We have here in fact recovered traditions of Post-diluvian kings. Unfortunately our list goes no farther back than that, but it is probable that in its original form it presented a general correspondence to the system preserved from Berossus, which enumerates ten Antediluvian kings, the last of them Xisuthros, the hero of the Deluge. Indeed, for the dynastic period, the agreement of these old Sumerian lists with the chronological system of Berossus is striking. The latter, according to Syncellus, gives 34,090 or 34,080 years as the total duration of the historical period, apart from his preceding mythical ages, while the figure as preserved by Eusebius is 33,091 years.(1) The compiler of one of our new lists,(2) writing some 1,900 years earlier, reckons that the dynastic period in his day had lasted for 32,243 years. Of course all these figures are mythical, and even at the time of the Sumerian Dynasty of Nîsin variant traditions were current with regard to the number of historical and semi-mythical kings of Babylonia and the duration of their rule. For the earlier writer of another of our lists,(3) separated from the one already quoted by an interval of only sixty-seven years, gives 28,876(4) years as the total duration of the dynasties at his time. But in spite of these discrepancies, the general resemblance presented by the huge totals in the variant copies of the list to the alternative figures of Berossus, if we ignore his mythical period, is remarkable. They indicate a far closer correspondence of the Greek tradition with that of the early Sumerians themselves than was formerly suspected.

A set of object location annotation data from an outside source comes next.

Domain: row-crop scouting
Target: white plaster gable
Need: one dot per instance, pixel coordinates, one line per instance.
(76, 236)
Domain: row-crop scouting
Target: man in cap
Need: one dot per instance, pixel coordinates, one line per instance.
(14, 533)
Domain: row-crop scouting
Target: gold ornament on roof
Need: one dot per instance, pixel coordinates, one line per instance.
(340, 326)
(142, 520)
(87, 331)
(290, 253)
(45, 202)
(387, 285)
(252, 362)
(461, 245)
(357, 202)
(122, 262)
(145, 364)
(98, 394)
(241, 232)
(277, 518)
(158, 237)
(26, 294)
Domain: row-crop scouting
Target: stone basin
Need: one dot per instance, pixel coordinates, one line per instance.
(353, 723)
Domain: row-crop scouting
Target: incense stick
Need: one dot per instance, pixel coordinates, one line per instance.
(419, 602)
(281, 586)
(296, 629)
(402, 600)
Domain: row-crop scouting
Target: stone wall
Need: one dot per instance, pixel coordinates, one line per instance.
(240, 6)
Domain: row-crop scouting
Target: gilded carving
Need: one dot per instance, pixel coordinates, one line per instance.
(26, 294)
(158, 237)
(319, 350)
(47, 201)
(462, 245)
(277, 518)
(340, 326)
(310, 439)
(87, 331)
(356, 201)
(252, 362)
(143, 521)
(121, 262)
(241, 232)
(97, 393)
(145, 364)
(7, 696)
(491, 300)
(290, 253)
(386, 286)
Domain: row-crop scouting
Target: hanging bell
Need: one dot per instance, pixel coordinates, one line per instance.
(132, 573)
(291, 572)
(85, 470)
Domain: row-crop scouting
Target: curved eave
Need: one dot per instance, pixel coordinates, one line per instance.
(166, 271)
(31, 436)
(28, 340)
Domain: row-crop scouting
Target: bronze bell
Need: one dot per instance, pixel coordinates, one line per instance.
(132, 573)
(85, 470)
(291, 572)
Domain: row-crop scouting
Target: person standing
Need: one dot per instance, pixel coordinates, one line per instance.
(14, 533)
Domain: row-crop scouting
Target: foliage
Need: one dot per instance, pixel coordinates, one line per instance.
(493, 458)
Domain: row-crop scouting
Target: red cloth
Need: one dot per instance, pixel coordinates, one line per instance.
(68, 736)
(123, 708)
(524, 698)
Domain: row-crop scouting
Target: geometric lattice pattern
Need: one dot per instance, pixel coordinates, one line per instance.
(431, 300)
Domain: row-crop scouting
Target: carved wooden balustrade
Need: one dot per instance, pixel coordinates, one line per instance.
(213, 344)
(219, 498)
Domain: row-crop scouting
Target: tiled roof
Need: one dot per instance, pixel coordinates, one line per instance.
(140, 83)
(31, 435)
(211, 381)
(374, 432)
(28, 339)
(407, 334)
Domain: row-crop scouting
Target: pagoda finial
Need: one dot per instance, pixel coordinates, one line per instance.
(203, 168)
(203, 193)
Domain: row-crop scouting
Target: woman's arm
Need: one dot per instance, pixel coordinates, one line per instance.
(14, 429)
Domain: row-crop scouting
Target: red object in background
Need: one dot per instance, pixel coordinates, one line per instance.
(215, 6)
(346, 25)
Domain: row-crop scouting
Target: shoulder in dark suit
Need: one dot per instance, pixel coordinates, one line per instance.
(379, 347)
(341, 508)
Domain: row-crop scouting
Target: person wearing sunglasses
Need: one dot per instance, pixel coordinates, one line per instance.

(1) The figure 34,090 is that given by Syncellus (ed. Dindorf, p. 147); but it is 34,080 in the equivalent which is added in "sars", &c. The discrepancy is explained by some as due to an intentional omission of the units in the second reckoning; others would regard 34,080 as the correct figure (cf. Hist. of Bab., p. 114 f.). The reading of ninety against eighty is supported by the 33,091 of Eusebius (Chron. lib. pri., ed. Schoene, col. 25).